The Burch case raises a tell-all question in the professor’s mind. “Does traditional consent doctrine work anymore?” asked Findley. “Is it good enough anymore to allow a general consent to open the door so that law enforcement can look for everything about you on your cell phone. Or does the massive amount of data there mean that consent needs to be more specific, more clear cut or tailored when we’re talking about opening people up to that kind of invasive inspection about everything that’s personal and private about their lives.” Findley added, “that’s just something the court is going to have to deal with.”
The law has been outpaced by technological advancement, and the ambition of police to conduct and complete investigations. At the end of it all, we’re left to ask what, if anything, citizens can do to protect their privacy. Using Clancy’s detention and the Burch case as examples, Schuchart highlighted several key facts.
“Because the supervisor declined to allow the officer to search his phone,” said Schuchart, “there was obviously no probable cause that there was evidence that a crime had been committed on that phone. No search warrant was granted, so they couldn’t get into that phone. In Mr. Burch’s case, he consented.”

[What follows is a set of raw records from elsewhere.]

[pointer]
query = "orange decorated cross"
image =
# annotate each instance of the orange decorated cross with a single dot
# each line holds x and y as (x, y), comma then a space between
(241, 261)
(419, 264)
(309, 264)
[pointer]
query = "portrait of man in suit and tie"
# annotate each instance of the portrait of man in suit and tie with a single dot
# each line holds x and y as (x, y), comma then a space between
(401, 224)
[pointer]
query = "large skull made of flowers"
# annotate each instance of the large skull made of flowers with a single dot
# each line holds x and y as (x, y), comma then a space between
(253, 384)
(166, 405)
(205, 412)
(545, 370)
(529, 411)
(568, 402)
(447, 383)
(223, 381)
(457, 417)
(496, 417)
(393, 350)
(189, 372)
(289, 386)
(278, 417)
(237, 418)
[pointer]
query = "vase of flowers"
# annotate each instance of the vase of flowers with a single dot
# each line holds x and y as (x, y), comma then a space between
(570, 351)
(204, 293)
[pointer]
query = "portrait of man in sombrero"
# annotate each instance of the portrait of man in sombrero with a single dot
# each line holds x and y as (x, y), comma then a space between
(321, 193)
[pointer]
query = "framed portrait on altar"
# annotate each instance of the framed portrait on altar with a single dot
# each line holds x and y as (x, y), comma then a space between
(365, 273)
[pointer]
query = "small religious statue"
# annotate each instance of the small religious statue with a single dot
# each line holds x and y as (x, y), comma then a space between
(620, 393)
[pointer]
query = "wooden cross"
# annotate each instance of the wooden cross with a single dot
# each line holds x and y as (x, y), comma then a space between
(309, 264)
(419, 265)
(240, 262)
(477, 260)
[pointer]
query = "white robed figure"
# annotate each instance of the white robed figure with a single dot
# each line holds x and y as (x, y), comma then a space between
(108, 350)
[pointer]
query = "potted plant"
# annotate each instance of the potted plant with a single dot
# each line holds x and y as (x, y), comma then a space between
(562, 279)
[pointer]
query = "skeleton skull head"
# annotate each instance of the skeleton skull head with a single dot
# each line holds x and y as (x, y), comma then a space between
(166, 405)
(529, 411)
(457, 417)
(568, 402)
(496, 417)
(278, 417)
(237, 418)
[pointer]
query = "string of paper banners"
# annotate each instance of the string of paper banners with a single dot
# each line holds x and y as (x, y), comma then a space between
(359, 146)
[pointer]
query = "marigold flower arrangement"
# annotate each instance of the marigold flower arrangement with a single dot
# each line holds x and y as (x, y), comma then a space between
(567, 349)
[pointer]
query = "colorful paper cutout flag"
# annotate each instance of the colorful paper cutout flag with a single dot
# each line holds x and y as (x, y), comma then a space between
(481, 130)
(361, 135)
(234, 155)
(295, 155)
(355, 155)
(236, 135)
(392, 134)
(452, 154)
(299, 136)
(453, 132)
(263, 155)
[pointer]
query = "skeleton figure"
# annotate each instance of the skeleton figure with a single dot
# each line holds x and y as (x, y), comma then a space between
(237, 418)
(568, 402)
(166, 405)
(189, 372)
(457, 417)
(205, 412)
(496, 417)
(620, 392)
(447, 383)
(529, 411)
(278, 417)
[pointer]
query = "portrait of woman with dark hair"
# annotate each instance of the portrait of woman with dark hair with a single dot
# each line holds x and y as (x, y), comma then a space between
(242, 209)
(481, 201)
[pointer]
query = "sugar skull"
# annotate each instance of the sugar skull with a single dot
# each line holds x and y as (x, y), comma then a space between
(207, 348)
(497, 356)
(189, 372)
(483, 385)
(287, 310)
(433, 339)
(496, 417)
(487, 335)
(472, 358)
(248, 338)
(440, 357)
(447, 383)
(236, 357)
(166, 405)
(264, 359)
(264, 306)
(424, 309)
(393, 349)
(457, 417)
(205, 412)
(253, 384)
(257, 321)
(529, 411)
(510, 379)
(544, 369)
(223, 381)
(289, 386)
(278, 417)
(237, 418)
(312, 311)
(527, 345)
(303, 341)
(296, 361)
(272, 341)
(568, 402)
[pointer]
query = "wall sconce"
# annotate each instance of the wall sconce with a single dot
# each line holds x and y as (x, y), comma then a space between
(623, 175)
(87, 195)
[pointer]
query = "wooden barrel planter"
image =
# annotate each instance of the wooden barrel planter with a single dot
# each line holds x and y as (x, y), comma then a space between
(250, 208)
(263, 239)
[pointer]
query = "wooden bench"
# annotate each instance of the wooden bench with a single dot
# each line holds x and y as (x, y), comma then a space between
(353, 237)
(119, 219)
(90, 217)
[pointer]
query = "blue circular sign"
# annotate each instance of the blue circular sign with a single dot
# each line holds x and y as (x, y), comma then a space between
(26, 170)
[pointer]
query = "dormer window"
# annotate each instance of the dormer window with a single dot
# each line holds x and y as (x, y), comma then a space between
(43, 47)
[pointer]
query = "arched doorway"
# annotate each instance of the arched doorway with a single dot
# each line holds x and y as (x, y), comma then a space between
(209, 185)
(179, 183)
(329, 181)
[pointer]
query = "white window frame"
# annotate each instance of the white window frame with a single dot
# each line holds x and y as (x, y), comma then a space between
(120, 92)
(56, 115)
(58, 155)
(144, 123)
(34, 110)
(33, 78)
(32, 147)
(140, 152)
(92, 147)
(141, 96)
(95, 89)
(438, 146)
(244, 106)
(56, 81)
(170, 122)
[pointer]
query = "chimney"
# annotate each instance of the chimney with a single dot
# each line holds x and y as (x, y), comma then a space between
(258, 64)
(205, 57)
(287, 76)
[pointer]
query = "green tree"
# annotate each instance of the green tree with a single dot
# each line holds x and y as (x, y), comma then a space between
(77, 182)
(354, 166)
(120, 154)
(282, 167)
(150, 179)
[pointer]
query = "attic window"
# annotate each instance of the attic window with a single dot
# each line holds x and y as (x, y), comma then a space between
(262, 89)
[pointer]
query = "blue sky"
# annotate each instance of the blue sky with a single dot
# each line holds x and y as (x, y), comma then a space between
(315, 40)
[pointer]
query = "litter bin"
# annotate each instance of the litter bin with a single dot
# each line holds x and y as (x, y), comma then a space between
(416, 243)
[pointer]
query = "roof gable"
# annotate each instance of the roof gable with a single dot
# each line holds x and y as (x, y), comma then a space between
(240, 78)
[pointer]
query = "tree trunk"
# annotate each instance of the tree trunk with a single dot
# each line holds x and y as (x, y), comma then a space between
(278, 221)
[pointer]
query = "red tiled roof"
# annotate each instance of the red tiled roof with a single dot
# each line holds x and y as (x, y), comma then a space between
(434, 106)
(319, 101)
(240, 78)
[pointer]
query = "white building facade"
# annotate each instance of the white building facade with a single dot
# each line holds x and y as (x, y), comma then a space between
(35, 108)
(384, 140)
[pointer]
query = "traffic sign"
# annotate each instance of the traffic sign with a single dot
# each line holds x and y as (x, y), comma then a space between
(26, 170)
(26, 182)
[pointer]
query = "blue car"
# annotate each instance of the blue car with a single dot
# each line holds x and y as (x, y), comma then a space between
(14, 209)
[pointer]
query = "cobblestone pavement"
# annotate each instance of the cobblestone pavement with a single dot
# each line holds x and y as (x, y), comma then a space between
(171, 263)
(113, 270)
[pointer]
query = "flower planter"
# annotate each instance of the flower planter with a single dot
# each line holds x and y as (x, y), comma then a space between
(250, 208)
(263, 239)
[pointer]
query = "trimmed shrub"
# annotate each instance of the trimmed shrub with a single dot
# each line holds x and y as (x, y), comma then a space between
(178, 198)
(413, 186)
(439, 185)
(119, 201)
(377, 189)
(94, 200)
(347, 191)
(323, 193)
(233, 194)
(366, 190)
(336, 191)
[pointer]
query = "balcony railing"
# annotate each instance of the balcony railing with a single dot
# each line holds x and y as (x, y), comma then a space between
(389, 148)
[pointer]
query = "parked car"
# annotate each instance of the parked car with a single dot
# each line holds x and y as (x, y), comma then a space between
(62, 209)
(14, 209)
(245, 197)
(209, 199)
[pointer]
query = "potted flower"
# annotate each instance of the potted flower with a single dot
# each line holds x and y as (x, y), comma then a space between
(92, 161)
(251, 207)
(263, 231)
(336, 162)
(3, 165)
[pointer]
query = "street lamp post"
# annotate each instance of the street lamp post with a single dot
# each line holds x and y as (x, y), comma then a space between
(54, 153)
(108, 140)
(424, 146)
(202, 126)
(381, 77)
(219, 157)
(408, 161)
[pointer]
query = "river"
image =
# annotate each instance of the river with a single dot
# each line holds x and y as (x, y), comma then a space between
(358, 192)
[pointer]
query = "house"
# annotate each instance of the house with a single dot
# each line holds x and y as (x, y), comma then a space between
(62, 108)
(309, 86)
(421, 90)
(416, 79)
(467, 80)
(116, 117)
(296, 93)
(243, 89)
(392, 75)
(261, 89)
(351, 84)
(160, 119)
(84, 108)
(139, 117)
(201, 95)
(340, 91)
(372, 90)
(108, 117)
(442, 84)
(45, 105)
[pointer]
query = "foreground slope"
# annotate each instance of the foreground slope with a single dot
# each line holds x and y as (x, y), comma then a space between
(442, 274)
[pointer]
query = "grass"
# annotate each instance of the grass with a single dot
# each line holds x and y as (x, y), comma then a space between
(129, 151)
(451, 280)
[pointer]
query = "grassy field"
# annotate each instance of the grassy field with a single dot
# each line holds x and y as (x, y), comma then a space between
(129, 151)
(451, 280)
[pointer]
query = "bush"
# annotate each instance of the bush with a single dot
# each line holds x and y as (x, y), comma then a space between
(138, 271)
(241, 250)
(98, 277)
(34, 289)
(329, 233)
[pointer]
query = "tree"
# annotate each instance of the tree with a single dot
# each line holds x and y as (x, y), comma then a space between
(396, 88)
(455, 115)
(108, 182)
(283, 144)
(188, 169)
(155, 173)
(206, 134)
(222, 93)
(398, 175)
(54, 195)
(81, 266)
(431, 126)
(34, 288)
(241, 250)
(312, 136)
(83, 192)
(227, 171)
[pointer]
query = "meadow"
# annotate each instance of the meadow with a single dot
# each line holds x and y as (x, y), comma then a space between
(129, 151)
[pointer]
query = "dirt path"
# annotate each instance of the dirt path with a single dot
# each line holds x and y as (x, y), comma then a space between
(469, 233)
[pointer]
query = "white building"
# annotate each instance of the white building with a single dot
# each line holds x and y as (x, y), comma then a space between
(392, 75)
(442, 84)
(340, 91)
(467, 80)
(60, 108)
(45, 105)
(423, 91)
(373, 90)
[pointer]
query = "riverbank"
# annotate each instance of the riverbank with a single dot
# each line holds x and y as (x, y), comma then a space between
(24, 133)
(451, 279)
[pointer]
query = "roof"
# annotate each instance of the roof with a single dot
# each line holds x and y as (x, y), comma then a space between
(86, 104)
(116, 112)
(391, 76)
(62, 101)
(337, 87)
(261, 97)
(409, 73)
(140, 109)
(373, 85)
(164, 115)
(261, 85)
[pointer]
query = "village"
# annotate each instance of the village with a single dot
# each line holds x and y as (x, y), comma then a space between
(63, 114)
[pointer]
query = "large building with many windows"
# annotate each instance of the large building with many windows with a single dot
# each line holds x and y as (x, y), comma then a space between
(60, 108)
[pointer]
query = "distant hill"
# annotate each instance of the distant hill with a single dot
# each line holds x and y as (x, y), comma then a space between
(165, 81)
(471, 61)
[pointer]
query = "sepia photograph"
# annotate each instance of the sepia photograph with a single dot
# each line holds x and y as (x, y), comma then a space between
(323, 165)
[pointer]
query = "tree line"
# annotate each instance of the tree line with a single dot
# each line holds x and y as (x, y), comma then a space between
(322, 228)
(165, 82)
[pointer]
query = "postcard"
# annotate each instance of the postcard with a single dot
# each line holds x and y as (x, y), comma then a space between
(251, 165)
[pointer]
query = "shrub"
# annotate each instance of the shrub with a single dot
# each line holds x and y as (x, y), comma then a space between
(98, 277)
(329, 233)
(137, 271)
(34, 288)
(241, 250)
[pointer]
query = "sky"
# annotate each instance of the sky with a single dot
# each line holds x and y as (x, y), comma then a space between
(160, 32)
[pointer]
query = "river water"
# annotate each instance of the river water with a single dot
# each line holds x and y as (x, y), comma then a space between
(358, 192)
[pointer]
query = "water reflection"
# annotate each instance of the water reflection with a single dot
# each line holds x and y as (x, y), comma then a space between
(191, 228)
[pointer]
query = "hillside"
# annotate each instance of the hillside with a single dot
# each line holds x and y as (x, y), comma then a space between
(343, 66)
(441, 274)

Schuchart added, “I think the general public doesn’t realize that police officers are allowed to lie to the citizens. They’re allowed to lie to your face to further whatever investigative purpose they’re trying to complete. So if the officer had been lying to the supervisor because really he wanted to get the videos of the other people who were present so they could make some sort of list, if the supervisor had consented, he would have been able to do that. He would’ve been able to extract all the information from the phone and look at the text messages, maybe between the supervisor and the other people that were there.”
Clancy was immune to Milwaukee’s curfew, but few were exempt in Wauwatosa. Press and ACLU legal observers were threatened with arrest during the first couple of days of that curfew, and protesters who fled in car caravans certainly weren’t exempt either. Regardless of what police feel they’re allowed to do in the moment, Schuchart stressed that never giving consent is one of the few protections available to the common marcher. Beyond the marches, the issue of cell data collection by local police raises deeper concerns.
“I think that as technology evolves,” the attorney reflected, “and as a society we continue to store more information on our cell phones, and for longer periods of time, I think the possibility of leaving a complete footprint of who you are and the entire privacy of your life on that device is absolutely possible. And as technology evolves, so will law enforcement tools. And they’ll be able to capture that information and have all that information against us. The government can do that and again, they don’t have to tell you the truth when they’re meeting with you. So they can come and get that information from you, and it may be completely unknown to you why they’re doing it.”